Hormis ces tendances vraisemblables, la plupart des évolutions sur le continent demeurent jusqu’ici des hypothèses qui ne pourront être vérifiées que dans un délai minimal de quelques mois. La plupart sont défavorables et entraineraient à court terme l’Afrique dans une spirale dépressive. Emporté par le repli de secteurs importants rappelés ci-avant, le rythme de croissance du PIB en 2020 pourrait décliner bien en dessous des 3,9% prévus et même faire basculer des grands pays en récession, tel le Nigéria. Les premières prévisions émises en Europe apparaissent d’ailleurs catastrophiques avec des taux de repli du PIB atteignant 5% Il en résulterait dans ces cas le recul des recettes publiques et des difficultés accrues de financement des Etats concernés. Celles-ci ralentiraient les possibilités de réalisation d’infrastructures économiques et sociales pourtant prioritaires. Malgré ces sombres perspectives, il faut toutefois souligner que les pays africains, en raison de leurs structures économiques et de leur faible intégration aux échanges mondiaux, sont moins sensibles aux variations de la conjoncture internationale, comme observé en 2007/2008. Ils disposent en particulier de quelques secteurs solides -télécommunications et banques par exemple – ou soutenus par la forte croissance démographique – comme l’agriculture – ou faiblement liés aux circuits classiques -tels le secteur informel -. Enfin, il est aussi possible d’espérer que le grand chambardement provoqué par le Covid-19 pourrait donner aux nations africaines l’énergie nécessaire pour accroitre les actions de développement de leurs capacités de production agricoles et industrielles nationales et régionales. Cette stratégie aurait le double mérite de « booster » les PIB africains à un moment spécialement opportun et de réduire la dépendance des populations vis-à-vis de l’étranger. Il faudra pour cela un effort d’imagination et de volonté de la part des pays intéressés, mais aussi un soutien financier suffisant et vite mis en œuvre de la part des grands partenaires, qui témoignerait de la cohérence de leurs actes et de leurs discours en cette période difficile.
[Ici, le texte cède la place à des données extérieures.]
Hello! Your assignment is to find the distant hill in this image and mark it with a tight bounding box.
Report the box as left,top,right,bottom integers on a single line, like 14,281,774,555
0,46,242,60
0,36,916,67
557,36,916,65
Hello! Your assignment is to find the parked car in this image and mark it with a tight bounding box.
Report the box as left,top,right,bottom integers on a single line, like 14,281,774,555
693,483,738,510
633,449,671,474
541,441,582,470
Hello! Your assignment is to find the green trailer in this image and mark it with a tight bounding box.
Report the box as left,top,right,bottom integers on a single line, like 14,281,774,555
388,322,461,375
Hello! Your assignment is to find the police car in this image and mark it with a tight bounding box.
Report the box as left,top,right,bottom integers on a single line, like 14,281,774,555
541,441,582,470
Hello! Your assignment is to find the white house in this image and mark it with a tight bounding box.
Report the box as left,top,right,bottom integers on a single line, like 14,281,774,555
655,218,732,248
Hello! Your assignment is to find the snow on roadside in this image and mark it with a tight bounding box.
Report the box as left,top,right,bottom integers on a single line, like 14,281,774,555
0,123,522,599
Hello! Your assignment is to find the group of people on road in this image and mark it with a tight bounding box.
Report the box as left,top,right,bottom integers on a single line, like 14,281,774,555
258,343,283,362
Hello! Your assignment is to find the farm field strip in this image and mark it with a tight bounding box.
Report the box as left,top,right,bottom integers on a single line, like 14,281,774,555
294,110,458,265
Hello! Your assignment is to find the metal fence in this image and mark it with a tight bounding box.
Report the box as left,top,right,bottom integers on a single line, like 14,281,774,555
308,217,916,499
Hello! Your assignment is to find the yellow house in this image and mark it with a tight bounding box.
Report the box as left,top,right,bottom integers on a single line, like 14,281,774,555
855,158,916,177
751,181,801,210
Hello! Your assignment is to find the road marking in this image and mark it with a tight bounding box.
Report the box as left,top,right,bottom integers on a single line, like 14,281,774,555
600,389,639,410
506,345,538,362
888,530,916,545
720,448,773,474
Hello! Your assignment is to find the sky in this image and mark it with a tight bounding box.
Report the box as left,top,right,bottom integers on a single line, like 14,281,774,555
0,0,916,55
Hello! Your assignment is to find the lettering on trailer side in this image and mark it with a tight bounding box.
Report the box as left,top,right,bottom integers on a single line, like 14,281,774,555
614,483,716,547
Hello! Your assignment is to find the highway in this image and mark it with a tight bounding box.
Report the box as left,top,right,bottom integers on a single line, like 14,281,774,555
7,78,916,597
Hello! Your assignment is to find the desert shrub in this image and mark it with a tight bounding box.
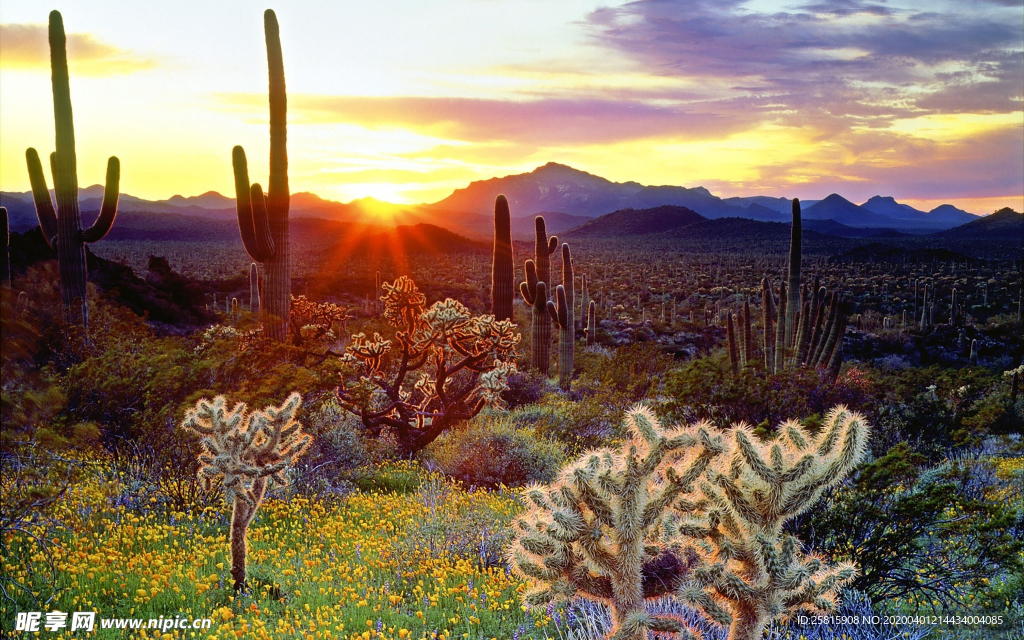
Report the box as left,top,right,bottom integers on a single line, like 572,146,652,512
513,394,624,454
793,443,1024,611
577,343,674,401
665,353,874,427
352,460,426,495
428,413,564,488
395,473,512,567
502,370,548,409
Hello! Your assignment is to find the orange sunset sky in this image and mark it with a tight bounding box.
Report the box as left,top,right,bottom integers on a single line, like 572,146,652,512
0,0,1024,214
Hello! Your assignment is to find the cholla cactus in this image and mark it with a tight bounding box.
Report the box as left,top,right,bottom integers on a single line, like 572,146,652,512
509,406,724,640
670,407,869,640
181,393,312,591
289,296,355,345
337,275,519,454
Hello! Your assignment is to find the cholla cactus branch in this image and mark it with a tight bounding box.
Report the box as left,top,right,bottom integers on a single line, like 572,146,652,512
678,407,869,640
509,406,724,640
337,276,519,454
181,393,312,590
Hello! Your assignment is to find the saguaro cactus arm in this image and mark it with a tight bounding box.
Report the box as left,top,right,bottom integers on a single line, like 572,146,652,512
25,146,57,249
82,157,121,243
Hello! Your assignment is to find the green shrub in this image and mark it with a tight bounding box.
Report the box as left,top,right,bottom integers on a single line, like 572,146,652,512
429,413,564,487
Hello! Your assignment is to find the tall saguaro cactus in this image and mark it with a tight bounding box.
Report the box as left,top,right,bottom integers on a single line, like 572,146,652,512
231,9,292,341
547,243,575,391
490,196,515,321
0,207,10,287
25,11,121,327
181,393,312,591
519,216,558,376
586,300,597,347
670,407,870,640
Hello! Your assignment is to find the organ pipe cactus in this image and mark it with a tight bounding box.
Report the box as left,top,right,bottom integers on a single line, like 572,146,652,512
761,278,775,372
231,9,292,342
783,198,803,361
0,207,10,287
668,407,869,640
181,393,312,591
490,196,515,321
519,216,558,376
726,311,739,374
580,273,589,328
509,406,724,640
587,300,597,347
25,11,121,328
547,244,575,391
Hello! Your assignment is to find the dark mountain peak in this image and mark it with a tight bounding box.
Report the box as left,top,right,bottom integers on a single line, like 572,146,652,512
985,207,1022,220
818,194,856,207
564,205,707,238
861,196,899,207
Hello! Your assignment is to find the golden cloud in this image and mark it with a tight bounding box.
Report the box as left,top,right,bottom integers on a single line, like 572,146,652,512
0,25,157,76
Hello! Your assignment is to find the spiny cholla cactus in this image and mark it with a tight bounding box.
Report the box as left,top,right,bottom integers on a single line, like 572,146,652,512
509,407,724,640
668,407,869,640
181,393,312,590
289,296,355,345
337,275,519,454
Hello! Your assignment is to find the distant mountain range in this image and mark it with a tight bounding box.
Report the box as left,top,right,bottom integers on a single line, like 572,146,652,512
0,163,1003,244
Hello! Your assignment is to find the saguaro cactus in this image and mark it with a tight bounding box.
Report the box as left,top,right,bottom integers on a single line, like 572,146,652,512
181,393,312,591
0,207,10,287
761,278,775,373
586,300,597,347
490,196,515,321
249,262,260,313
25,11,121,327
547,243,575,391
519,216,558,376
519,260,551,376
509,406,723,640
231,9,292,341
725,311,739,374
669,407,869,640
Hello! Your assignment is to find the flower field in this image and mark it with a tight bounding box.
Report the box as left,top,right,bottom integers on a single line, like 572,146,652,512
4,460,557,639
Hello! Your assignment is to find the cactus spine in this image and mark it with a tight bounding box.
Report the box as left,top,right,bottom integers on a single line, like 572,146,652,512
25,11,121,328
490,196,515,321
519,216,558,376
587,300,597,347
678,407,869,640
181,393,312,591
231,9,292,342
547,243,575,391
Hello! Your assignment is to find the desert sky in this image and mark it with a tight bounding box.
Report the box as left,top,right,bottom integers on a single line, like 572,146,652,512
0,0,1024,214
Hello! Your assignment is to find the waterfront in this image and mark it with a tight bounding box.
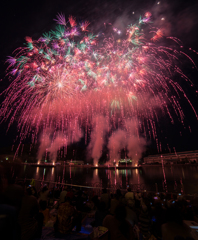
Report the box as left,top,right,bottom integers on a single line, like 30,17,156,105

Même si elle n’en a pas encore conscience, l’Afrique risque de connaitre une crise sanitaire et économique issue de l’épidémie du coronavirus aussi redoutable que partout ailleurs dans le monde. Pour la traverser au mieux, elle doit montrer sa capacité à mener dans l’urgence toutes les actions, à combattre ses « démons » habituels et à mobiliser ses atouts. Le pire n’est jamais sûr, surtout si on se prépare bien à l’affronter.